Nonprofit child care providers, parents, and others are asking state officials to allocated $45 million in funding as part of the state’s housing bond bill in order to renovate or build preschool and afterschool centers for children across the state.
Currently, one of the primary sources of financing for child care providers who want to renovate or update their facilities is the Children’s Investment Fund, which is managed by the Community Economic Development Assistance Corporation (CEDAC), a public-private partnership. The fund has provided $10 million in financing for facilities upgrades over the past 20 years, but advocated say more money is needed.
"[Child care] providers want to ensure that their children have opportunities for healthy development and learning, but too often, those efforts are hampered by poor space," said Mav Pardee, program manager for the fund, in a statement. "If they had greater access to capital resources, they could build space to support high quality programming. We’ve been pleased to help so many centers improve their physical plant, but we know there many still waiting for resources."
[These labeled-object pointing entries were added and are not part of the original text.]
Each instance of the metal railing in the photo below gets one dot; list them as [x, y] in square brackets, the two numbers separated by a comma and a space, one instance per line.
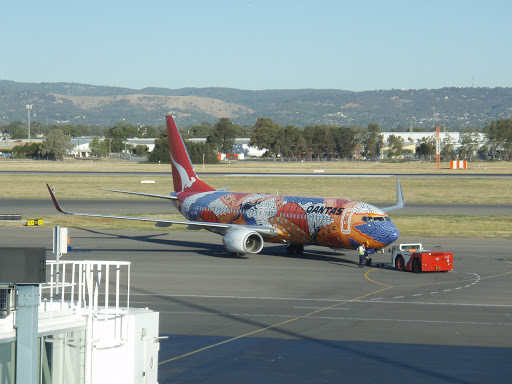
[80, 286]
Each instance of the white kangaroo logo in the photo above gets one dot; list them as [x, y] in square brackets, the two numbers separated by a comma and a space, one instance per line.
[186, 182]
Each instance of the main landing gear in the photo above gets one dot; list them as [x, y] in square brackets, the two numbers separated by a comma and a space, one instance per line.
[295, 249]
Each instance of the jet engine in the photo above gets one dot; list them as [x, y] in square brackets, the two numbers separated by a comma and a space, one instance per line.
[242, 241]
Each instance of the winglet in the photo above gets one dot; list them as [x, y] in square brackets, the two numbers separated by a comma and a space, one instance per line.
[400, 202]
[57, 205]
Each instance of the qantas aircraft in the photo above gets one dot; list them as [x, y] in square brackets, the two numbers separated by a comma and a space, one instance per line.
[247, 220]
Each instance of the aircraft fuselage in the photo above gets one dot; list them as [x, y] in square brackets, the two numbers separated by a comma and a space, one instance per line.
[330, 222]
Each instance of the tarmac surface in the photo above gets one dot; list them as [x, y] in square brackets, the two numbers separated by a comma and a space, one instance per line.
[315, 318]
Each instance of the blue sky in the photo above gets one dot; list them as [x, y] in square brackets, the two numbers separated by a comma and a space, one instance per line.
[258, 44]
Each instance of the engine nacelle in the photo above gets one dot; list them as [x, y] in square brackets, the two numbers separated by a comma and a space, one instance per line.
[243, 241]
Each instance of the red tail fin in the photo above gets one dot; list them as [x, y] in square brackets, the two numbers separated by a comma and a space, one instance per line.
[183, 175]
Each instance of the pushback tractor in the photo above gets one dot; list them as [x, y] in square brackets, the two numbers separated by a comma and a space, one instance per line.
[412, 257]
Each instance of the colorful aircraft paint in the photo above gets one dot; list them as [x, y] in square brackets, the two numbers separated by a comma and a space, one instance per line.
[247, 220]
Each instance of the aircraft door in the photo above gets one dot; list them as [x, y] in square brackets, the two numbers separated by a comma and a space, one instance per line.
[346, 218]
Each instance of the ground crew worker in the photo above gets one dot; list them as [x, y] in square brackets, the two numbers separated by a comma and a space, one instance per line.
[362, 256]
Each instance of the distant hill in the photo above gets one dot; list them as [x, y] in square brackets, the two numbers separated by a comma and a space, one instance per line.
[102, 105]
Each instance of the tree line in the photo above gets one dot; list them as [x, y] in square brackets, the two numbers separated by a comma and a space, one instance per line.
[277, 141]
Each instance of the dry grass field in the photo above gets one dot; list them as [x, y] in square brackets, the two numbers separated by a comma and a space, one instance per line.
[477, 190]
[341, 166]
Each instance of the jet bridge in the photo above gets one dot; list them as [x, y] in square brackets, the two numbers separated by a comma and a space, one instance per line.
[82, 331]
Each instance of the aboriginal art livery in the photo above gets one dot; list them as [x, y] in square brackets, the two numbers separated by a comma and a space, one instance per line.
[247, 220]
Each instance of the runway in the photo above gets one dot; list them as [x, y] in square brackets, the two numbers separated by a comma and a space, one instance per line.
[32, 207]
[266, 174]
[315, 318]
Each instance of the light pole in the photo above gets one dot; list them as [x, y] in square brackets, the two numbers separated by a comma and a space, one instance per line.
[29, 107]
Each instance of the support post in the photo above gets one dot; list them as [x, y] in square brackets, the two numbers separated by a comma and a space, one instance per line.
[27, 333]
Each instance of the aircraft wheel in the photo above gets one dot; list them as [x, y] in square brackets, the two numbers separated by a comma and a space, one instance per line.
[400, 263]
[416, 266]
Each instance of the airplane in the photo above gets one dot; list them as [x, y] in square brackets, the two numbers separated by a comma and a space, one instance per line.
[247, 220]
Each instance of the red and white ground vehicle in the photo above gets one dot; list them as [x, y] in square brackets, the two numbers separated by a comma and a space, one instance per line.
[412, 257]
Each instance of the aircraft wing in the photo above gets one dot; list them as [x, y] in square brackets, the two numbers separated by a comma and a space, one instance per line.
[168, 197]
[220, 228]
[400, 203]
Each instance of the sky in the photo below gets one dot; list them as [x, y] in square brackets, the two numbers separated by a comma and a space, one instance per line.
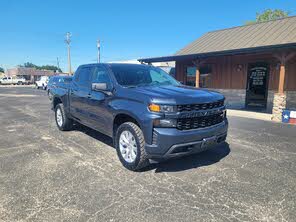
[34, 31]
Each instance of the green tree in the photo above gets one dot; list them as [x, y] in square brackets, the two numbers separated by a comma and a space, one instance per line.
[269, 15]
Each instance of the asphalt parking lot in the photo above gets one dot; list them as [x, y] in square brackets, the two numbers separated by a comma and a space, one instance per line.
[47, 175]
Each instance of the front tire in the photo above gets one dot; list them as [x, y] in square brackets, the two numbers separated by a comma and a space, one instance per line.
[64, 123]
[130, 146]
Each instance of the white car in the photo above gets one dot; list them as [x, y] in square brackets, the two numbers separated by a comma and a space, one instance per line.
[12, 80]
[42, 82]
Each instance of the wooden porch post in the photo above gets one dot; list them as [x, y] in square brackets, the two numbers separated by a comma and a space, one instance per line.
[280, 98]
[282, 78]
[283, 59]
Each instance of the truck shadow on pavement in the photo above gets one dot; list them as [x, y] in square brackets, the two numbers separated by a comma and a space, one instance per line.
[193, 161]
[202, 159]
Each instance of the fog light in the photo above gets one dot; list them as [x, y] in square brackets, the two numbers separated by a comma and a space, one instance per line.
[165, 123]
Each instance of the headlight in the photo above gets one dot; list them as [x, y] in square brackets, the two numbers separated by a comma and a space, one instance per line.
[162, 108]
[166, 123]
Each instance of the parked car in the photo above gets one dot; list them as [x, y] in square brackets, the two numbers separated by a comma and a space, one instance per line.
[12, 80]
[42, 82]
[149, 114]
[57, 81]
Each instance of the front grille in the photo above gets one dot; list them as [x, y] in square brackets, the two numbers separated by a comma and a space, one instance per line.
[199, 122]
[201, 106]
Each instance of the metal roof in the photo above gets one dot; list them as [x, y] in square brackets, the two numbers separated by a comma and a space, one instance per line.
[260, 35]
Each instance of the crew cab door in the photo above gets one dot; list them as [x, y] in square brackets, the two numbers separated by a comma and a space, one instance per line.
[100, 114]
[79, 94]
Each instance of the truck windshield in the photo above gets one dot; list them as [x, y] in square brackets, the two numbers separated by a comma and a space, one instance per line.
[141, 75]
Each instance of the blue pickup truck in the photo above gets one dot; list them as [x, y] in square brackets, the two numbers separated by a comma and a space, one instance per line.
[149, 114]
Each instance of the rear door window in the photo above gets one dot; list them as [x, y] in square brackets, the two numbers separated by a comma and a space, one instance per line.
[84, 77]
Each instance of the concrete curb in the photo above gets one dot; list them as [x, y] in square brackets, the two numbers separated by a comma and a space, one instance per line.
[249, 114]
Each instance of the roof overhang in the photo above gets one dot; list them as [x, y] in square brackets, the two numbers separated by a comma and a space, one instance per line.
[262, 49]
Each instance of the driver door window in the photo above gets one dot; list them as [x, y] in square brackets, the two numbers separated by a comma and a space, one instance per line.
[100, 75]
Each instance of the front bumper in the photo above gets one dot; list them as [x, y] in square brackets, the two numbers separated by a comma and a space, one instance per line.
[170, 142]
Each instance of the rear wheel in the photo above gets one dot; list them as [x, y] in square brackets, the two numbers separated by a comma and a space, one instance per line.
[130, 146]
[64, 123]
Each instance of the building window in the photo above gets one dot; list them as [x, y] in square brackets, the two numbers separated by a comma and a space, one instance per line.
[205, 79]
[190, 76]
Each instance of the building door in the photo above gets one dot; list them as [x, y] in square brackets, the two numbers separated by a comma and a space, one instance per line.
[257, 85]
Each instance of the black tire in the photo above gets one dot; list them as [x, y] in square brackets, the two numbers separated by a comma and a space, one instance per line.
[141, 160]
[67, 123]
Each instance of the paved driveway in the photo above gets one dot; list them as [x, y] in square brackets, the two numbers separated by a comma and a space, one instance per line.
[47, 175]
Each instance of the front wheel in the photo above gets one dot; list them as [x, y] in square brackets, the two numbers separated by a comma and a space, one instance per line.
[130, 146]
[64, 123]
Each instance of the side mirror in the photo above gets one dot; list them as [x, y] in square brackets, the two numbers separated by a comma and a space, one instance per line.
[99, 86]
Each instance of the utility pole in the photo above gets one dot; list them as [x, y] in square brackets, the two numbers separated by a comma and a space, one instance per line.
[99, 50]
[58, 62]
[68, 41]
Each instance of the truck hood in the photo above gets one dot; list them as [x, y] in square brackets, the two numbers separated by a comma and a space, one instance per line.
[177, 94]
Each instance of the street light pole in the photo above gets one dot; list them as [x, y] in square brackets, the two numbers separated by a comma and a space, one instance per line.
[99, 50]
[68, 41]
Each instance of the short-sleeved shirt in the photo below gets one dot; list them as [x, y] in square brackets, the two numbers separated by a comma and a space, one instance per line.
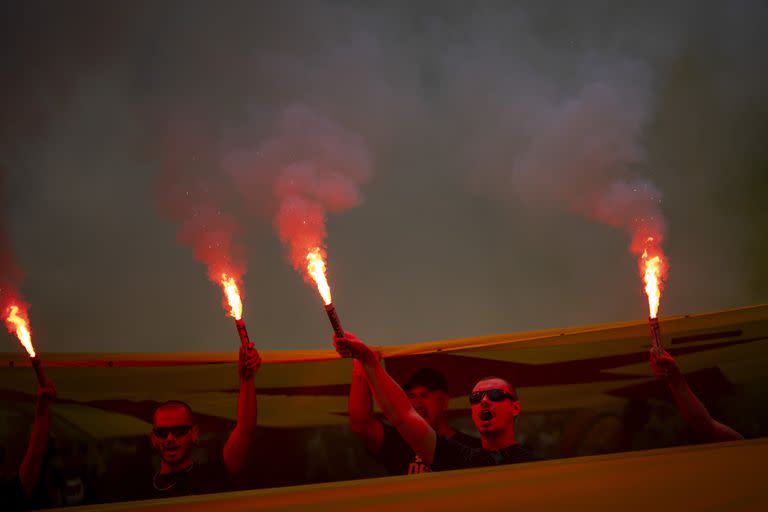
[452, 455]
[13, 496]
[200, 478]
[399, 459]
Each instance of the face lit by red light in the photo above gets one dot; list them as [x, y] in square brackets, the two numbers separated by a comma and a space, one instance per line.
[494, 418]
[431, 405]
[174, 450]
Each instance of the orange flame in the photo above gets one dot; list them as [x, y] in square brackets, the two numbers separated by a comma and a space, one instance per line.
[19, 325]
[232, 293]
[652, 268]
[316, 269]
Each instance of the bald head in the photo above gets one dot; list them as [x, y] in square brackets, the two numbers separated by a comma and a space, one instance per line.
[178, 410]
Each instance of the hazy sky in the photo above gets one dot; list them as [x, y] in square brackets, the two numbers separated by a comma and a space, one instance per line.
[478, 164]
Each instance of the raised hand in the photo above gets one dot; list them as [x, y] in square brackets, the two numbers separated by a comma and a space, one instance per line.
[663, 365]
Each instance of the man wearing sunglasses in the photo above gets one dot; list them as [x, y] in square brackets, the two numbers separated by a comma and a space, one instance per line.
[494, 406]
[175, 434]
[427, 390]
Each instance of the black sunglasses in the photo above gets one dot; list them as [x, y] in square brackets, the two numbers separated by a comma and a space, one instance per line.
[494, 395]
[177, 431]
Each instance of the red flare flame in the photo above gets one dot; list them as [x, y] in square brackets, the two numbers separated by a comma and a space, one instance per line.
[653, 268]
[316, 270]
[17, 322]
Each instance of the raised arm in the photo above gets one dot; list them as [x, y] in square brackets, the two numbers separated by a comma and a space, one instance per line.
[361, 417]
[391, 398]
[239, 442]
[693, 411]
[29, 471]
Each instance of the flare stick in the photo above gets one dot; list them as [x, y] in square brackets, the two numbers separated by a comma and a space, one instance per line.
[42, 378]
[242, 332]
[653, 323]
[334, 318]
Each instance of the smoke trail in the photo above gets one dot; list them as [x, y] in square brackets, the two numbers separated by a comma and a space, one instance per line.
[312, 166]
[190, 192]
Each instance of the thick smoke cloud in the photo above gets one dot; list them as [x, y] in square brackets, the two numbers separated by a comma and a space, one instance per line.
[502, 153]
[312, 166]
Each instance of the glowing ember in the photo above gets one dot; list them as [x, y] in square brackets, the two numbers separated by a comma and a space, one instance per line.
[19, 325]
[232, 294]
[652, 268]
[316, 269]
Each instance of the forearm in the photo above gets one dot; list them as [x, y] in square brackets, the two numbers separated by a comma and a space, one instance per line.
[29, 472]
[691, 409]
[396, 406]
[389, 395]
[239, 442]
[360, 399]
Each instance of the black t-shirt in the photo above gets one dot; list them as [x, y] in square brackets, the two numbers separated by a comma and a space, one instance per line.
[398, 458]
[12, 495]
[200, 478]
[452, 455]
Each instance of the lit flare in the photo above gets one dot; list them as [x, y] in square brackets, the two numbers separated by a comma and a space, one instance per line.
[316, 269]
[19, 325]
[232, 293]
[652, 268]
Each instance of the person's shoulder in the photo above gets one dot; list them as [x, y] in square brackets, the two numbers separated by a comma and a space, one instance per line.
[466, 439]
[13, 494]
[452, 454]
[520, 453]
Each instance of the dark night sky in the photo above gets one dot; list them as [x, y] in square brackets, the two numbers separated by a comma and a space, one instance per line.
[490, 129]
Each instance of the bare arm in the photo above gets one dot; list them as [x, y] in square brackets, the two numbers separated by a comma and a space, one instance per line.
[239, 442]
[693, 411]
[361, 417]
[29, 472]
[391, 398]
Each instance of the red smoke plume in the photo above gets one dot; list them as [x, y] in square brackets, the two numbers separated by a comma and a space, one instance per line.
[312, 166]
[189, 192]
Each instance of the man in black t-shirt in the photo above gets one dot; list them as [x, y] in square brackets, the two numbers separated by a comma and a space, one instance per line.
[174, 435]
[427, 391]
[494, 409]
[15, 492]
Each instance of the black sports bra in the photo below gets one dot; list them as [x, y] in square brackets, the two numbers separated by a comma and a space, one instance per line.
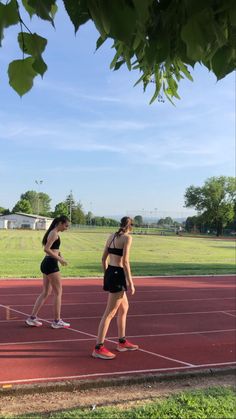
[56, 244]
[114, 250]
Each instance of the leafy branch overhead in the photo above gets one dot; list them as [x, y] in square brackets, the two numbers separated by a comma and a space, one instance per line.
[160, 38]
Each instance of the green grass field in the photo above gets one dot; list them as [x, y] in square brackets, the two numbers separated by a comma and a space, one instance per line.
[21, 253]
[215, 402]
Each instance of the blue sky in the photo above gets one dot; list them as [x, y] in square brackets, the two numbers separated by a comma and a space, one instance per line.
[87, 129]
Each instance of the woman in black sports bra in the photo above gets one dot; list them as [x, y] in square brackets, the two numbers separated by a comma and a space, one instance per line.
[51, 274]
[117, 275]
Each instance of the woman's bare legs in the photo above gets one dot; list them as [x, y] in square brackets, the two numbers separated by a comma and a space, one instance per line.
[55, 282]
[43, 296]
[122, 316]
[113, 304]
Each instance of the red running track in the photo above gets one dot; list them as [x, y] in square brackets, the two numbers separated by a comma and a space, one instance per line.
[180, 323]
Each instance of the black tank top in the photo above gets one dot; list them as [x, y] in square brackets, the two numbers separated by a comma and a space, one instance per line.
[114, 250]
[56, 244]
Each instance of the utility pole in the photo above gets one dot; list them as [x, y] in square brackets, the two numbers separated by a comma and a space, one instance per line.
[39, 183]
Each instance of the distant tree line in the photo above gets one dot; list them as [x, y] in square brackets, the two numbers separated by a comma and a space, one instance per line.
[32, 202]
[215, 203]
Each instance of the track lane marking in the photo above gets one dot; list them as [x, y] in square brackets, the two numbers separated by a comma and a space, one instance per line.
[109, 340]
[72, 377]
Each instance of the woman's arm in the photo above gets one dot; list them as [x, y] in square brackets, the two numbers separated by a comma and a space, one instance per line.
[105, 254]
[126, 263]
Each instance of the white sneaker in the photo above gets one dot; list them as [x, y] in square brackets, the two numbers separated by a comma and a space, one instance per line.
[33, 322]
[60, 324]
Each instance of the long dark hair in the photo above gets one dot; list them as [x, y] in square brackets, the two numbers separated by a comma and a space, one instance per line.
[62, 219]
[125, 224]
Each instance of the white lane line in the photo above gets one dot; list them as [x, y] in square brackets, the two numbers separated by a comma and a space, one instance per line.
[95, 337]
[133, 301]
[212, 289]
[112, 338]
[229, 314]
[188, 313]
[73, 377]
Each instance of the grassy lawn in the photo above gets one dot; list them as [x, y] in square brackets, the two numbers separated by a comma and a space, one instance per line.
[21, 253]
[214, 402]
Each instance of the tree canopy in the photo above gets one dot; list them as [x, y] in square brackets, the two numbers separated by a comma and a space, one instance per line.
[160, 38]
[215, 201]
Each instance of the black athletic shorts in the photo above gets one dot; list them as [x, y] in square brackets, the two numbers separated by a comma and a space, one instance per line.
[49, 265]
[114, 279]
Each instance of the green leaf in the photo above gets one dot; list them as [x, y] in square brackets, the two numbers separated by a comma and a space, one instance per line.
[119, 64]
[28, 8]
[21, 75]
[40, 66]
[100, 41]
[184, 70]
[32, 44]
[8, 16]
[77, 11]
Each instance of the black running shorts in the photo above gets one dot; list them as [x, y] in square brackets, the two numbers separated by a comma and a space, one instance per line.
[114, 279]
[49, 265]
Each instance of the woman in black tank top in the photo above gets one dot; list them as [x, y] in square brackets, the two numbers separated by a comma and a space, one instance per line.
[117, 276]
[51, 275]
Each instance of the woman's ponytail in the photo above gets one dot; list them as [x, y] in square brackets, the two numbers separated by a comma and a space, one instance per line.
[62, 219]
[125, 224]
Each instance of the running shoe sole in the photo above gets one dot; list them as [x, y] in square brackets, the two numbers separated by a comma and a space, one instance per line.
[94, 355]
[126, 349]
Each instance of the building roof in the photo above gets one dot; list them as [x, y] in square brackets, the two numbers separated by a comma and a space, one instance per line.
[33, 216]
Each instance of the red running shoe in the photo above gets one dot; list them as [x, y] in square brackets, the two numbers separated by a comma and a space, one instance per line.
[126, 346]
[103, 353]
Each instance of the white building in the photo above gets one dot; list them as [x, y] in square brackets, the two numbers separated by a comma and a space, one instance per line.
[25, 221]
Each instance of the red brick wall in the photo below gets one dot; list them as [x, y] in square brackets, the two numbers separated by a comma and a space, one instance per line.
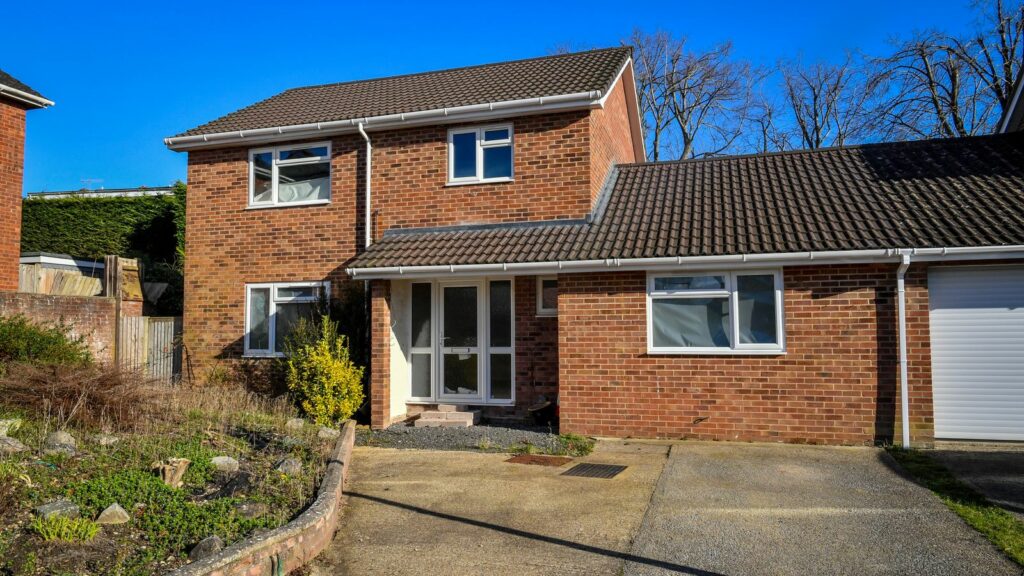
[11, 169]
[92, 318]
[837, 384]
[610, 136]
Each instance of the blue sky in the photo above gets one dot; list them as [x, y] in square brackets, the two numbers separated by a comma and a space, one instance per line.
[124, 76]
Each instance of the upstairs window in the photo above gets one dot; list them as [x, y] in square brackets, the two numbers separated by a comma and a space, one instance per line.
[480, 155]
[290, 175]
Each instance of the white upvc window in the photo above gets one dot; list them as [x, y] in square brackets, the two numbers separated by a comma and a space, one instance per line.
[290, 175]
[272, 310]
[547, 295]
[716, 313]
[481, 154]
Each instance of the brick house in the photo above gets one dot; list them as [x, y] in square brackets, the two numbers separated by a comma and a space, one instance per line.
[517, 247]
[15, 99]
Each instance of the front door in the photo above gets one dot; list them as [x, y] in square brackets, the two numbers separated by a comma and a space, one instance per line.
[460, 342]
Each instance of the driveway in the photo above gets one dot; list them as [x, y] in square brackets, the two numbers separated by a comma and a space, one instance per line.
[702, 508]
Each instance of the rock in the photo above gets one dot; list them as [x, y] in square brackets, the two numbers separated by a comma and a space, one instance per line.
[10, 446]
[56, 508]
[290, 466]
[328, 434]
[205, 548]
[172, 470]
[224, 464]
[113, 515]
[9, 425]
[251, 509]
[107, 439]
[59, 442]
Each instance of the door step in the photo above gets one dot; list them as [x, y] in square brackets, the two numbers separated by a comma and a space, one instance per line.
[460, 417]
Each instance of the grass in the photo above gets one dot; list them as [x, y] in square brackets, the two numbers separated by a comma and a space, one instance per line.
[1000, 527]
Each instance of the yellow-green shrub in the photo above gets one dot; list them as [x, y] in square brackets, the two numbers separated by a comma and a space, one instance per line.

In 2011, the Children’s Investment Fund released a study that assessed the state of childhood education facilities in Massachusetts. The research identified capital needs in both the physical condition and layout of many sites that undermine the Commonwealth’s ambitious educational policy goals.
Representatives from the United Way of Mass Bay and Merrimack Valley, the Greater Lawrence Community Action Council and the Massachusetts Association for Early Care and Education plan to testify in support of the bill at a hearing on Beacon Hill Thursday.